5). Don’t pay attention to what the examiner is doing – Another thing you don’t have to worry about paying attention to! Before my test, I was worried that I was going to be distracted by the examiner writing things down on their clipboard every time I did something when in actual fact, you barely know they’re there as you’re so busy concentrating solely on the road in front of you. From the corner of my eye I thought I noticed my examiner writing things down on the test paper at least 6 different times which I thought was because I was racking up a whole lot of minors, when in reality I only got 2. Don’t worry or concentrate on what they’re doing, just focus on the instructions you’ve been given and the road ahead.
5). Use Google maps – I only thought of doing this a couple of months before my test and couldn’t believe I hadn’t thought of it sooner. There was a huge roundabout I’d been struggling with for the longest time, I couldn’t get my ahead around the different lanes and where I was supposed to be going until I started to use Google Street View to work my way around it. It helped me massively and any other roads / roundabouts / junctions I was unsure of, I would go straight to Google maps to help me out.
6). Stay focused! – Don’t let nerves get the better of you, focus on what the examiner tells you and remember that if you forget what they’ve said or need them to repeat the instructions, it is completely fine for you to ask. If you take a wrong turning you will not be marked down for it (unless you do something classed as a minor / major fault) – the examiner will simply reroute you and give you new directions / instructions.
7). Don’t overthink it – The simplest advice you can give to someone on their test is to just drive. I know that sounds silly, but honestly – don’t overthink it. Just drive how you normally would with your instructor and remember that they wouldn’t put you in for your test if they didn’t believe you were capable of passing. When you start to overthink things you begin to second guess everything like which lane should I be in? Should I change into a higher gear on this road? – Things that would never normally even cross your mind because you would do them naturally and subconsciously, so honestly, just drive.
8). It’s not as bad as you think – I feel like it’s easy to work yourself up and get an image in your head of what the experience is going to be like – for me I thought I’d be sitting next to a strict examiner who’d harshly mark me etc. when in fact, it couldn’t be more opposite. The examiner I had was lovely and chatted to me throughout the test, he could see I was clearly very nervous and therefore tried to make me feel as comfortable as possible – I’d heard before that if the examiner can see you’re nervous then they pretend to look out of the window to make you feel more comfortable, so that you don’t feel like their eyes are constantly watching over you like a hawk throughout the test.

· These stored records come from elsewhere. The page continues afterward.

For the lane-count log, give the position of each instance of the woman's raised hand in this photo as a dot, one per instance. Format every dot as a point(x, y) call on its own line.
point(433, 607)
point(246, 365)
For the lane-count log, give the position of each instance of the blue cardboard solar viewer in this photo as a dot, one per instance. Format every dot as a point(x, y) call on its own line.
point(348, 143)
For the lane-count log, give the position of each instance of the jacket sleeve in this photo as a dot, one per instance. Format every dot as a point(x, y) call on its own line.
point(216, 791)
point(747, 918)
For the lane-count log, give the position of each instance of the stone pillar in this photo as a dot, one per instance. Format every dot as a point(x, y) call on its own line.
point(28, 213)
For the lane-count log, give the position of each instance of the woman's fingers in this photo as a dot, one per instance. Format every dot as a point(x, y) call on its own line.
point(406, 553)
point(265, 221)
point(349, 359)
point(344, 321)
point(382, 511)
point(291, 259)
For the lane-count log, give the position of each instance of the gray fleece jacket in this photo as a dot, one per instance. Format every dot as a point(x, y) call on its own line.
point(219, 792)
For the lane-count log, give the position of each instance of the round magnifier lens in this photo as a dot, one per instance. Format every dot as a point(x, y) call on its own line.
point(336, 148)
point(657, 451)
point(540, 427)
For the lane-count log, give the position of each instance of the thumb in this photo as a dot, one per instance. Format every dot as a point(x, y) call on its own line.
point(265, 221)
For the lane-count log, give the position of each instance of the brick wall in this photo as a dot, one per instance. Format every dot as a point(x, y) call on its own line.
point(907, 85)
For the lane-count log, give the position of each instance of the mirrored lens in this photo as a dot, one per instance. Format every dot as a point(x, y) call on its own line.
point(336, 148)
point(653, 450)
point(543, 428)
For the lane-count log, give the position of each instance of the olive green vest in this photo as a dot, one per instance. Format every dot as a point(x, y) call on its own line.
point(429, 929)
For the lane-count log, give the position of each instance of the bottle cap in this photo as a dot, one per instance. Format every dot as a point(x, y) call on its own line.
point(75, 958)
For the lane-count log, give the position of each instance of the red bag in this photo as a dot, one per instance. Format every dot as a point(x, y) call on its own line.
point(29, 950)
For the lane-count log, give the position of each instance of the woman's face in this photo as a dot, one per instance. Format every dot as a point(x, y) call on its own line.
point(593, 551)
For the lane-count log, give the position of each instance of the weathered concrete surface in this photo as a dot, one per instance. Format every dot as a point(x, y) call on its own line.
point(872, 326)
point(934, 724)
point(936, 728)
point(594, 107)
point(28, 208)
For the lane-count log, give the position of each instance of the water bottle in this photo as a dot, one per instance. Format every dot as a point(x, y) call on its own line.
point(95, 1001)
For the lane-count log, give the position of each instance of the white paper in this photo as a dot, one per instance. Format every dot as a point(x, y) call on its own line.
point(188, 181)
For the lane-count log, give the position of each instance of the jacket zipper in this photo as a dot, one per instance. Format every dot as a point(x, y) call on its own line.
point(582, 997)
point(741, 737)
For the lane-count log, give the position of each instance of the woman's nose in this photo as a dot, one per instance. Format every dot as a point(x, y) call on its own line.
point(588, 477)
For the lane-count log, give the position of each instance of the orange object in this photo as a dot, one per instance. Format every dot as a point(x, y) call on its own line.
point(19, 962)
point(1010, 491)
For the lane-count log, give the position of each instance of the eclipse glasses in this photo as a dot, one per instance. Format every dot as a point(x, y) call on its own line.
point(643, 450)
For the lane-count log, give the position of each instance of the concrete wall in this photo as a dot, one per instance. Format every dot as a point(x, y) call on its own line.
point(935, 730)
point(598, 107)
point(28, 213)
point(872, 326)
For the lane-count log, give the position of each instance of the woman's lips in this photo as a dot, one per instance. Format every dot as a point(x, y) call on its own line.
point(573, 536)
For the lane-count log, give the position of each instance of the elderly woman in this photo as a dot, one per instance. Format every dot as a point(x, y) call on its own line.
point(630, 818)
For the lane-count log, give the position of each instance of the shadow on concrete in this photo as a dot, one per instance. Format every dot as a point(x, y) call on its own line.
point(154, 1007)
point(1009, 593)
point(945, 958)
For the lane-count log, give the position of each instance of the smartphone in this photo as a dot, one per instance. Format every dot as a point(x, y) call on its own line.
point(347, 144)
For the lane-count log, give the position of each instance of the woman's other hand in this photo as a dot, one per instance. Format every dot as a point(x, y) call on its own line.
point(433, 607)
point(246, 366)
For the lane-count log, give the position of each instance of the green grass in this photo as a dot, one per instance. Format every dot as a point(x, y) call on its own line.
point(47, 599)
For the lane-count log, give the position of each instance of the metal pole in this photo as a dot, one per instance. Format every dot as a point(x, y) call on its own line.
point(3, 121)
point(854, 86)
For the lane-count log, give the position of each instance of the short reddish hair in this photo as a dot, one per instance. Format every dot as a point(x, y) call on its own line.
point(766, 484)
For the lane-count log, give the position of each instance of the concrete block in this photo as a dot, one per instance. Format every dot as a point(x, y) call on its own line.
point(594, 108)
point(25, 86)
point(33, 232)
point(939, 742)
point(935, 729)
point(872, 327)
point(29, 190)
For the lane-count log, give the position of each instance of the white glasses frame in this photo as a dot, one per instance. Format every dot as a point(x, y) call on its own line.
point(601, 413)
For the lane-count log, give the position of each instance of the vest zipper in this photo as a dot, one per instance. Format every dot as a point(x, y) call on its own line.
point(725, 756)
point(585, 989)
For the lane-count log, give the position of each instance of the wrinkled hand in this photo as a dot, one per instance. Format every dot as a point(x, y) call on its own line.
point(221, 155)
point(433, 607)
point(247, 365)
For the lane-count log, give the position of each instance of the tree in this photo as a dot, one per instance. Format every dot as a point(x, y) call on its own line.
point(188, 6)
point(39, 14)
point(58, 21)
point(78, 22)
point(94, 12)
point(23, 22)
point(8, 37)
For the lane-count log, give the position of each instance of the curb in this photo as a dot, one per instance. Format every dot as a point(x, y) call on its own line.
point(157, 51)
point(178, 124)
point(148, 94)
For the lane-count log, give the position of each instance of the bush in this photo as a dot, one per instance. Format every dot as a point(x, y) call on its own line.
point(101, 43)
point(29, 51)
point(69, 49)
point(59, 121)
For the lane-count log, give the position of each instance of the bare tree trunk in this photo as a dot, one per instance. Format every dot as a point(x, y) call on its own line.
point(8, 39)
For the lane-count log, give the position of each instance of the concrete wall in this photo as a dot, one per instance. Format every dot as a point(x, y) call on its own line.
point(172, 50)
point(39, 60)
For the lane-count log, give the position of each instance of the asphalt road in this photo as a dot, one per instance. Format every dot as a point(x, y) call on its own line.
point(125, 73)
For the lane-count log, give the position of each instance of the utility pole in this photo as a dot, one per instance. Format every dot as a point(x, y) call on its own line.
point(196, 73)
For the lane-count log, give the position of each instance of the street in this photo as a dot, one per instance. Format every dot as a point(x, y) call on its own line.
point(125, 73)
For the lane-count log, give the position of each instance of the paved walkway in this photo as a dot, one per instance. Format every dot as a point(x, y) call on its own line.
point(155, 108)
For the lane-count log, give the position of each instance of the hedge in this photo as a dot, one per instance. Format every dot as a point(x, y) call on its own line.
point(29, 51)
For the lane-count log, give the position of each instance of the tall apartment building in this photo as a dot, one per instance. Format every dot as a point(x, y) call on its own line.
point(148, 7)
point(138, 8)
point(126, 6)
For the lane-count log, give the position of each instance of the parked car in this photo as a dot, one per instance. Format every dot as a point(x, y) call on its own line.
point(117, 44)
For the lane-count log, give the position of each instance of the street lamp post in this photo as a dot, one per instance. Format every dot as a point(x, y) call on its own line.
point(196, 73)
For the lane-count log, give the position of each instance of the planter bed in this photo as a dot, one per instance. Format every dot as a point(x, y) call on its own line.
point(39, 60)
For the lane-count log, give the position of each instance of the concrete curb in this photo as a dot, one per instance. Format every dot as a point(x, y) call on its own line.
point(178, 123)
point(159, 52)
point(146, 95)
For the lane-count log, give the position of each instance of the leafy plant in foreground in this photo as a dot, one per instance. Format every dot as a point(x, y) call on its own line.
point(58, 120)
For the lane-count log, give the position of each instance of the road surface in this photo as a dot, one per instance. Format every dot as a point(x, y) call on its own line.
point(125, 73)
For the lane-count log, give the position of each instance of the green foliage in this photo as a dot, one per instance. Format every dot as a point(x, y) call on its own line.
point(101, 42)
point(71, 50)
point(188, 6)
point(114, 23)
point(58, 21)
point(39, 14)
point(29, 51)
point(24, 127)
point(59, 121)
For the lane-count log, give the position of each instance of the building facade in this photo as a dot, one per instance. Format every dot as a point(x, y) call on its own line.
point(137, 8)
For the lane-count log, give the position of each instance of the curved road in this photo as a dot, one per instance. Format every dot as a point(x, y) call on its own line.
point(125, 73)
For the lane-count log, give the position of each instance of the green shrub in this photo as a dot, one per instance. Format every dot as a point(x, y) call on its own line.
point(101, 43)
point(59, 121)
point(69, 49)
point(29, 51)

My examiner did this and if I hadn’t known any better, I would have thought he wasn’t watching me at all. The examiner is there to pass you, they want to pass you – their job is to just make sure you’re safe enough to drive on the road and not cause danger / harm to others.
I hope these tips are useful and remember, if you don’t pass it definitely isn’t the end of the world – use the experience as a positive thing and rebook your test as soon as you get the chance. Don’t give up!